Alternative strategies needed to prevent further accidents on Cascade
A pedestrian was hit by a car on campus last Friday crossing at the corner of 4th and Cascade Ave. The female student was on a bike, and was hit by a passing vehicle while riding through the crosswalk.
This is not the first time a student has been hit on that particular crosswalk. Traffic between North Hall and the rest of campus is heavy, particularly between classes on the hour, and it can be difficult for drivers to make their way down Cascade Avenue with packs of students constantly crossing the street. It is also exceedingly difficult for drivers to see when students cross, particularly if the student is on a bike and moving quickly.

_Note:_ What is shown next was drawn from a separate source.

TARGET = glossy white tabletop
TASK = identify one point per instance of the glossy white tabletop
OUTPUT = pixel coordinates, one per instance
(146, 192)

A large part of the problem is the way the crosswalk is set up. The flashing lights that indicate when a pedestrian is crossing are not reliable, sometimes going off when no one is present or belatedly when someone is attempting to cross. The grass that grows along the median also causes a safety hazard because it inhibits clear vision for drivers and pedestrians alike.
Dale Braun, the campus planner, has said in the past that the reason behind the grass is to prevent jaywalkers from crossing at random points along Cascade. It is also meant to force drivers to slow down by making them uncertain when traveling down the street. However, we at the Student Voice believe that this strategy has proved ineffective.
Careless drivers will speed whether they can see pedestrians or not. However, if they were to catch sight of an oncoming pedestrian out of the corner of their eye, there is a better chance that they would slam on the brakes in time. The grass tends to block this sort of peripheral vision, and further encourages speeding without regard for people who are not visible.
There are a variety of potential solutions that could be employed to fix this problem. Cutting the grass twenty or thirty feet on either side of the crosswalk is one initial and very easy solution. It would improve visibility while also still discouraging jaywalkers anywhere else along Cascade.
Another strategy would be to employ student workers as crossing guards at the busiest corner near North Hall. They could either remind distracted students to watch for traffic or they could alert drivers to oncoming groups of pedestrians. A similar solution would be to install a light that occasionally signals pedestrians to stop so that cars can make their way through during peak travel times.
On the more extreme end of the spectrum, solutions could include a pedestrian walkway that either runs underground in a tunnel or overhead on a bridge across the North Hall crosswalk. Adding different species of plants that are lower but still unpleasant to cross through could similarly hinder jaywalking along the road.
While the accident this past week caused only minor damage, we as a campus community should look for solutions that can eliminate the danger of more serious injuries. Serious accidents have happened in the past, and will continue to happen until alternative strategies are implemented.